Complete retrieval of attosecond photoelectron dynamics from partially-coherent states in entangled photoemission

TL;DR

This paper presents a method to fully retrieve electron-ion entangled photoemission dynamics from photoelectron spectral data alone, enabling insights into decoherence and entanglement at attosecond timescales.

Contribution

The authors develop an energy-time analysis of the photoelectron's reduced density matrix that allows complete retrieval of photoemission dynamics without ion information.

Findings

Method successfully retrieves dynamics from spectral measurements.

Applicable to experimental schemes measuring reduced density matrices.

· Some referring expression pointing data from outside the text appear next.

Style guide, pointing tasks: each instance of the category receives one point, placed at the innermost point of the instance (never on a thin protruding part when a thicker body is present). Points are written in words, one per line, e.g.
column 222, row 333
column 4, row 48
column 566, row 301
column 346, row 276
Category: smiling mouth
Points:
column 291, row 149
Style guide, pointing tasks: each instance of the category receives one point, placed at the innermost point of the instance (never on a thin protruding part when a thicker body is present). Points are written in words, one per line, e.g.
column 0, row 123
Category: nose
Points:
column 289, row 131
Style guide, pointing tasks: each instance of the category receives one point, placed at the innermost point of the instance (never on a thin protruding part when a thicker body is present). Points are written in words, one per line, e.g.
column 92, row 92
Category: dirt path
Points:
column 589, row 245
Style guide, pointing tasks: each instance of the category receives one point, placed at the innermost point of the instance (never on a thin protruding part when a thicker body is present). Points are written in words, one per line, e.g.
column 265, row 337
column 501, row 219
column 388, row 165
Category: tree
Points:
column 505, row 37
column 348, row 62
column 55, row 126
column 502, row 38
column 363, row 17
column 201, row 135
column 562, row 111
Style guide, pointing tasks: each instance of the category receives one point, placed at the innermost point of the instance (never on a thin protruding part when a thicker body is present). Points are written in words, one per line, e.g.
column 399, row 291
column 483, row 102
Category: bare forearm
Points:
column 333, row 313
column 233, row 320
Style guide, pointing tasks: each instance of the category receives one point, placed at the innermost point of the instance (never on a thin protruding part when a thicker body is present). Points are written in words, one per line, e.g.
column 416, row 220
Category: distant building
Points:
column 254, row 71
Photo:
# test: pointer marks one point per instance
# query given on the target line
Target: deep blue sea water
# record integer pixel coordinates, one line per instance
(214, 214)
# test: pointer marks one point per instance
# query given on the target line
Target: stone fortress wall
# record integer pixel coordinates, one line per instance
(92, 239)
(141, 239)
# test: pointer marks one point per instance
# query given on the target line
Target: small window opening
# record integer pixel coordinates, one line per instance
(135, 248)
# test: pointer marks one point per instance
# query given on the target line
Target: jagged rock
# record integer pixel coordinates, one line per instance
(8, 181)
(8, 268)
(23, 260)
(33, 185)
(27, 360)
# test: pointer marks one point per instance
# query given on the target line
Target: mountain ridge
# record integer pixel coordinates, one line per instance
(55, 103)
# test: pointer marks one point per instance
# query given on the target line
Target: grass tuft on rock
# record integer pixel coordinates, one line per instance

Enables study of decoherence and entanglement at attosecond scale.

Abstract

We show that the complete photoemission dynamics in situations of electron-ion entanglement can be retrieved from photoelectron spectral measurements without information on the ion. To this end, we develop an energy-time analysis of the photoelectron's reduced density matrix based on first principles. We test and assess our approach with numerical simulations on a low dimensional model molecule in interaction with broadband composite pulses occulting the vibrational resolution. Our method is directly applicable to recent experimental schemes measuring the photoelectron reduced density matrices in atomic and molecular photoemission. Therefore, it opens a new window on the dynamics of decoherence and entanglement at the attosecond timescale.